Last month, the man, Richard Pusey, pleaded guilty to the rare charge of outraging public decency, along with other offences. The 42-year-old has already been in custody for almost 300 days, reported BBC.

Last month, Judge Trevor Wraight said that the media had demonized Pusey so much that he was "probably the most hated man in Australia."

In April 2020, Pusey, a mortgage broker, was pulled over by four police officers for driving his Porsche at 93 miles per hour on Melbourne’s Eastern Freeway. While they were making his arrest, all four officers were hit by a truck. Senior Constables Lynette Taylor and Kevin King, and Constables Glen Humphris and Josh Prestney died on the spot.

Pusey was not injured as he had been urinating behind roadside bushes at the time. He did not lend a helping hand, insstead, he started making videos of the incident.

The court had heard that Pusey stood over and taunted Senior Constable Taylor while she was under the lorry. Experts said that she was most likely still alive at the time.

"There you go. Amazing, absolutely amazing," he said, according to vision from the constable's body-worn camera.

When one of the five bystanders who came to the help the officers asked Pusey to provide aide, he replied, "They’re dead," and continued filming, reported Fox News.

"All I wanted was to go home and have some sushi," he added, before blaming the officers for ruining his sports car.

Soon after making the videos, he ran away. The next day he was arrested at his home and initially charged with speeding, drug possession and reckless conduct offences. But then police also found Pusey's video.

On Wednesday, Judge Wraight condemned Pusey's behavior and said that he was only being sentenced for his actions. "Your conduct in recording the police officers in their dying moments, together with the words you used as you recorded, was not only derogatory and horrible... but it was also callous and reprehensible conduct," Judge Wraight added.

He pointed out that Pusey had a history of mental health problems, including a complex personality disorder "which may go some way to explaining your behavior." But he said that it did not excuse his actions.
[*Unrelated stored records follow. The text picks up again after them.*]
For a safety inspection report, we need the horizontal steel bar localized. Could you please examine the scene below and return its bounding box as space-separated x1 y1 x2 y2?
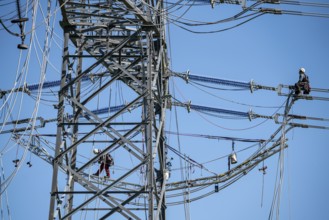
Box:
55 190 148 194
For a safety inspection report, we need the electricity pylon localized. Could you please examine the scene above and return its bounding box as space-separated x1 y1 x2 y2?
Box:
48 0 169 219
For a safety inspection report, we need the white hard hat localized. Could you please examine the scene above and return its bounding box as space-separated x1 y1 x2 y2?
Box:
299 67 305 73
93 148 100 154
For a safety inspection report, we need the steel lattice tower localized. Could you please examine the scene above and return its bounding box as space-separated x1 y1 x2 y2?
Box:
46 1 305 220
49 0 169 219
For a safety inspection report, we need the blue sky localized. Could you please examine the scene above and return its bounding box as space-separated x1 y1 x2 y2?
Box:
1 1 329 220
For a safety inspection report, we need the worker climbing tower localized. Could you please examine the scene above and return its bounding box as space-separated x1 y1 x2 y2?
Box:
49 0 169 219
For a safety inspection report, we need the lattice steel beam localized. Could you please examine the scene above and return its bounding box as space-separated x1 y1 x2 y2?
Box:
49 0 169 219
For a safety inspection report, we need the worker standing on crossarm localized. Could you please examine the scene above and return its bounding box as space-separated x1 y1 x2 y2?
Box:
93 149 114 177
295 67 311 95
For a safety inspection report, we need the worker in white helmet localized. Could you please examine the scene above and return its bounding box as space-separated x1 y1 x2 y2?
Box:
93 149 114 177
295 67 311 95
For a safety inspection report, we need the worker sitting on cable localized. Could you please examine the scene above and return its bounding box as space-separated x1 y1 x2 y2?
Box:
93 148 114 177
295 67 311 95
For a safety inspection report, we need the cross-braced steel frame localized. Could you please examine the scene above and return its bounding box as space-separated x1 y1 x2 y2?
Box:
47 1 305 220
49 0 169 219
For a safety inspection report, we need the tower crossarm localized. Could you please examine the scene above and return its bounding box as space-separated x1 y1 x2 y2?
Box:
165 136 287 192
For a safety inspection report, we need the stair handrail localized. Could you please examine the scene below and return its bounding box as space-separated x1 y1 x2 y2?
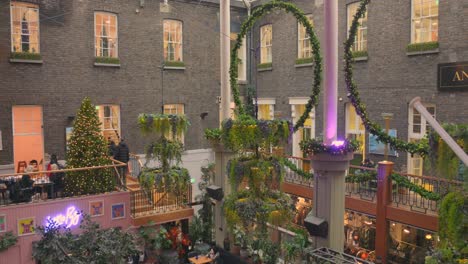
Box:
409 97 468 166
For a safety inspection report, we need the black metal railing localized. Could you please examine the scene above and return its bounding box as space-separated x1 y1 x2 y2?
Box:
345 165 378 202
391 172 462 214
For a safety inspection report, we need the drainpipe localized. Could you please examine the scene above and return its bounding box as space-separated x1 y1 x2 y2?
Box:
409 97 468 166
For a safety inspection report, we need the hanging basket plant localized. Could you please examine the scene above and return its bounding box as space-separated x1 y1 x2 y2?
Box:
138 113 189 138
221 115 292 152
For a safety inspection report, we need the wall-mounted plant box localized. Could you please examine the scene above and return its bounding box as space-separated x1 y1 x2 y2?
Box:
94 57 120 66
257 62 272 71
10 52 42 63
164 61 185 69
295 57 313 66
406 41 439 55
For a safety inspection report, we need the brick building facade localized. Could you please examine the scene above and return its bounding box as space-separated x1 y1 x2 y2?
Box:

Pusey had earlier testified he felt ashamed about the videos and that he often said offensive things "because that's how [it] comes out of my head."
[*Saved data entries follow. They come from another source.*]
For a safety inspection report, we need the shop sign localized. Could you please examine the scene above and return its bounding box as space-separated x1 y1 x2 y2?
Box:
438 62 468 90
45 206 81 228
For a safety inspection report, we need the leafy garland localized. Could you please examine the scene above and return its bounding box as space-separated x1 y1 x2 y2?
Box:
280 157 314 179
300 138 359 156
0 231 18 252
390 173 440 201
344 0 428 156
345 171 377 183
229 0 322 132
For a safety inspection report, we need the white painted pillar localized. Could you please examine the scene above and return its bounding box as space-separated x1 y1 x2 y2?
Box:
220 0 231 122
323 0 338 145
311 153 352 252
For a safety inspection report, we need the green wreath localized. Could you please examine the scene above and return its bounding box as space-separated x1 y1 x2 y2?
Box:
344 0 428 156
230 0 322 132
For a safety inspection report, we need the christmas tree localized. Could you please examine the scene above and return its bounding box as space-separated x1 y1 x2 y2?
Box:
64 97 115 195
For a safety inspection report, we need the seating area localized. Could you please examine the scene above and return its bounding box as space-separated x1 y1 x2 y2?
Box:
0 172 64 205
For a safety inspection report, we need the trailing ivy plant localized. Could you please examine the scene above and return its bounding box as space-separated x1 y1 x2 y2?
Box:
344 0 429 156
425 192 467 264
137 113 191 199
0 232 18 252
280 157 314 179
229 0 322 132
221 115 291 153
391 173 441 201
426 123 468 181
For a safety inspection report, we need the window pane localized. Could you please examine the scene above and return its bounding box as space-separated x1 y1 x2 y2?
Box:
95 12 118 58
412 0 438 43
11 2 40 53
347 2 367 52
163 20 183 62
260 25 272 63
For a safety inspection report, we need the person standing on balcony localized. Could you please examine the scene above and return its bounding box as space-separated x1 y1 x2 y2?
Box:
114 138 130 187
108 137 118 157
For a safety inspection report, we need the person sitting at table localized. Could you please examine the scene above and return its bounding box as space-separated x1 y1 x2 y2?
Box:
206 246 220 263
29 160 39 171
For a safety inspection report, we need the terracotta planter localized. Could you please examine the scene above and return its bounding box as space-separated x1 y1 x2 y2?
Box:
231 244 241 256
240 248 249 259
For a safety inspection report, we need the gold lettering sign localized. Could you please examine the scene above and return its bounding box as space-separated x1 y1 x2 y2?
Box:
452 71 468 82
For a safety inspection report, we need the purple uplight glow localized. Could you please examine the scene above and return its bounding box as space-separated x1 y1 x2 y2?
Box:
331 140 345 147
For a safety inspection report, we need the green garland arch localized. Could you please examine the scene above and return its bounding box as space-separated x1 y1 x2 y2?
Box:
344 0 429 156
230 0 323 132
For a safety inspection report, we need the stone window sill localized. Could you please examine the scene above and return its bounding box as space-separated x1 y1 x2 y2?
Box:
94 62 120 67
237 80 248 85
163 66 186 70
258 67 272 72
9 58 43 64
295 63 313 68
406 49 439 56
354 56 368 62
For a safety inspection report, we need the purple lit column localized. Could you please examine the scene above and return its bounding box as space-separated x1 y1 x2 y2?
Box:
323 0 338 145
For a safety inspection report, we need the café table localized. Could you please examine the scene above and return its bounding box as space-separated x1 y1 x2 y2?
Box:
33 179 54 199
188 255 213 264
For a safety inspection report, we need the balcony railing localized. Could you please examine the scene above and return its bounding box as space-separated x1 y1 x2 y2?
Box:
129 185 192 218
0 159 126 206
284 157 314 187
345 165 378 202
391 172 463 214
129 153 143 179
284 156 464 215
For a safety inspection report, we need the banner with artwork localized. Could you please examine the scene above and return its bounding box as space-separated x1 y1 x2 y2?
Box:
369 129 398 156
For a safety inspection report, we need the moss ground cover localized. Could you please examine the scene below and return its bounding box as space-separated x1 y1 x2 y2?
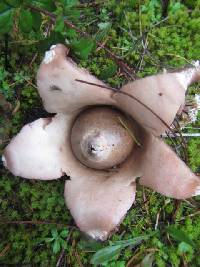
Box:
0 1 199 266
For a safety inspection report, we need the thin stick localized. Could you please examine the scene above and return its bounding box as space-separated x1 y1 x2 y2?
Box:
75 79 175 134
164 131 180 156
56 229 73 267
56 248 65 267
118 116 142 146
178 211 200 221
74 249 84 267
174 118 188 163
0 244 10 258
0 220 77 229
162 133 200 137
155 209 161 230
27 4 137 80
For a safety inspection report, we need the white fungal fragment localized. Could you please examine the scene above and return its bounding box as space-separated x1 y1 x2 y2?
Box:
191 60 200 68
188 108 198 123
2 155 7 167
195 94 200 109
50 44 57 50
162 68 167 74
193 185 200 196
42 46 56 64
87 230 108 241
175 68 197 91
188 94 200 123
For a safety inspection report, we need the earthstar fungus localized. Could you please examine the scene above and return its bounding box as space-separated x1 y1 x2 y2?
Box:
3 44 200 240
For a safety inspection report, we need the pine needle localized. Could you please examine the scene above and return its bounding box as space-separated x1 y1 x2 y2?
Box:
118 116 142 147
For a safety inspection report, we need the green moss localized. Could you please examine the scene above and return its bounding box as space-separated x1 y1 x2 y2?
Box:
0 0 199 266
He was also fined $1,000 and put on a two-year good behavior bond. His drivers licence has been suspended as well.

Families and supporters of the police officers were not content with the sentence.

Stuart Schulze, the husband of Constable Taylor, said that he felt "almost unbearable" pain every time he remembered how his wife was treated before her death. "This sentence is totally inappropriate of this offending," he added. Schulze said that it was the court's duty to "set the appropriate standard" in penalising such behavior.

The head of Victoria state's police union also criticized the sentence. "Four upstanding heroes died on that day and… one soulless coward lived," Wayne Gatt said.

Meanwhile, the truck driver, Mohinder Singh, has been jailed to 22 years for the deaths.